Similar to the minute amount of thought the Iraqi government must have put into the idea of a break before it went public with it is the amount of time anyone should give consideration to the validity of such an idea.
My message to the Iraqi Parliament on that note: You want a break? Join the club.
Don’t you think Iraqi civilians want a free ride out of town? Surely some troops would fancy a daiquiri – let’s be honest, a Bud Light – on a beach somewhere. Better yet, how about giving the American citizens’ checkbooks a break?
The outrageousness of even the notion of sitting back and saying “OK” to the Iraqi government’s idea of a holiday while American troops stand at arms to defend the country has probably sparked enough of a clamor to diffuse any real attempt to carry it out – maybe, that is.
At the same time, the fact that the American people even got wind of the Iraqi Parliament’s plan should send up a massive red flag about where we are as far as progress in the war is concerned, as well as how ready Iraq is to take care of itself in the future.
Why exactly is there such uproar at the thought of Iraqi officials taking a time out?
Well, you could start with the overall state of affairs within Iraq now – such as the war.
This week marked the four-year anniversary of President George W. Bush’s infamous “Mission Accomplished” fiasco. And is the mission accomplished? Is it in progress? Is it even really planned?
Iraq is not safe – more violence erupts every day, more troops and civilians are being sacrificed, and not a single area can be classified as “secure” in the sense that anyone has any control over protecting it from bombs, gunfire and general civil and wartime disobedience.
Secondly, the idea of these Iraqi officials taking holiday has brought to attention what a small amount of progress they have made collectively with regard to certain benchmarks they were supposed to be accomplishing.
Maybe a vacation could clear some heads about the best way to control the Iraqi civil war, and perhaps someone will run into a miracle worker while sightseeing at the places Iraqi politicians go to holiday.
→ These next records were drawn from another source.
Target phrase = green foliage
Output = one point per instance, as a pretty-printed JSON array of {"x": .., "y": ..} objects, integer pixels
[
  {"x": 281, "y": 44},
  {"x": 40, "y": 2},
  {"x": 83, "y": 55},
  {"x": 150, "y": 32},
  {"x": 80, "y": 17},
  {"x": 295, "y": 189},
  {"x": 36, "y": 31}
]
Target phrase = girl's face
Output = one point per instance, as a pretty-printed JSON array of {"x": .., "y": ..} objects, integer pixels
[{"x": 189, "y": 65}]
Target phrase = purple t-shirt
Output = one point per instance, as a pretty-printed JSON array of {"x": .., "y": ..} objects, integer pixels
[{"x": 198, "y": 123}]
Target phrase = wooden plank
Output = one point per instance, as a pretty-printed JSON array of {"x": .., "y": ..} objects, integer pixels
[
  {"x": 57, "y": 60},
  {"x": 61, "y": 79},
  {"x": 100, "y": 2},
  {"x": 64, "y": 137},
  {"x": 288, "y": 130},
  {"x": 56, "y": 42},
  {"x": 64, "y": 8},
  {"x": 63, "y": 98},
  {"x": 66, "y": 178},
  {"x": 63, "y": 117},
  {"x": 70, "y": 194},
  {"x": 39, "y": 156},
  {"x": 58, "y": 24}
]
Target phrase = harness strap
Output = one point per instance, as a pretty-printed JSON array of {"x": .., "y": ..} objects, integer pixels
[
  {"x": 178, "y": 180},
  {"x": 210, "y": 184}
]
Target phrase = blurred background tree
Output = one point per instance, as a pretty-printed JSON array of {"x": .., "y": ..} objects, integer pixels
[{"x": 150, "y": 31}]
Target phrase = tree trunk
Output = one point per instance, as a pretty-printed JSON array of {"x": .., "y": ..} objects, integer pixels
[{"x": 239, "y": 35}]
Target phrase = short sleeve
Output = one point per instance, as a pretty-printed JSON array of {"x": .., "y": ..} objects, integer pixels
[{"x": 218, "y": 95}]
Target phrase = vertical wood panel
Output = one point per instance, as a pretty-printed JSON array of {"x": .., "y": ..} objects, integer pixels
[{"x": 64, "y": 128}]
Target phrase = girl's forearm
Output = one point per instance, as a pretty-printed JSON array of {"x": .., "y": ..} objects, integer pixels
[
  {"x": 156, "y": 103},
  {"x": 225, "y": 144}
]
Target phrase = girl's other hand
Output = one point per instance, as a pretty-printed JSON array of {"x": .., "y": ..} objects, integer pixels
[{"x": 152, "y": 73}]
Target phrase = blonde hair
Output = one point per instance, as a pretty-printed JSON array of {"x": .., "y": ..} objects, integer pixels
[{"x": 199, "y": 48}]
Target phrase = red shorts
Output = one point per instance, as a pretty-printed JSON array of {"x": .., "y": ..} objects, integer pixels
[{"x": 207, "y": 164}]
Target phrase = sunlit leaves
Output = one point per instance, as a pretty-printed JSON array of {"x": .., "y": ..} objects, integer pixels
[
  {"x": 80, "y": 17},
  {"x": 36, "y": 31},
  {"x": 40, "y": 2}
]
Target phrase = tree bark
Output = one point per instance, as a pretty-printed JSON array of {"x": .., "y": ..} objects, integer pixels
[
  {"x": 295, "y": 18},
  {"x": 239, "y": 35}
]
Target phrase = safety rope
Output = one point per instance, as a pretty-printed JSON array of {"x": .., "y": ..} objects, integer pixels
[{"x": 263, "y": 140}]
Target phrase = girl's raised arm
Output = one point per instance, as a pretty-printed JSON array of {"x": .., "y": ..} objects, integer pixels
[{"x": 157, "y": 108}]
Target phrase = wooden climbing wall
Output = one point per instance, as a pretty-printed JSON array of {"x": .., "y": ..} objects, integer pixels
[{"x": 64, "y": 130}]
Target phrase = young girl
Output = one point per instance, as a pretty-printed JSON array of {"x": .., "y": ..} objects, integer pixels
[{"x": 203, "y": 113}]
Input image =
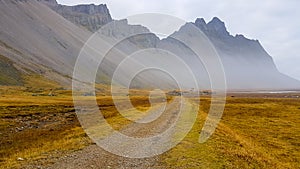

Probably not.
It’s not to say that sticking around in the Green Zone will help the parliament make any headway either – it has certainly been modest about it if it already has.
But what this says to the American people is the Iraqi government is more than willing to waste our time, our resources and our soldiers’ lives while it fiddles its thumbs. Iraqi officials are doing little to show the United States, as well as the entire international community, that they truly care about getting down to the nitty gritty and putting their will to make Iraq a better place to the test.
And why should they?
The Bush administration doesn’t seem to have any problem with the Iraqi government sitting on its haunches, and the American public seemingly isn’t willing to get involved enough politically to get anyone else to do anything about it either.
So we might as well say, “Bon voyage, Iraqi Parliament! Send us a post card!”
At least then maybe all those pesky American liberals can say the United States got something more than oil from the mess in the Middle East.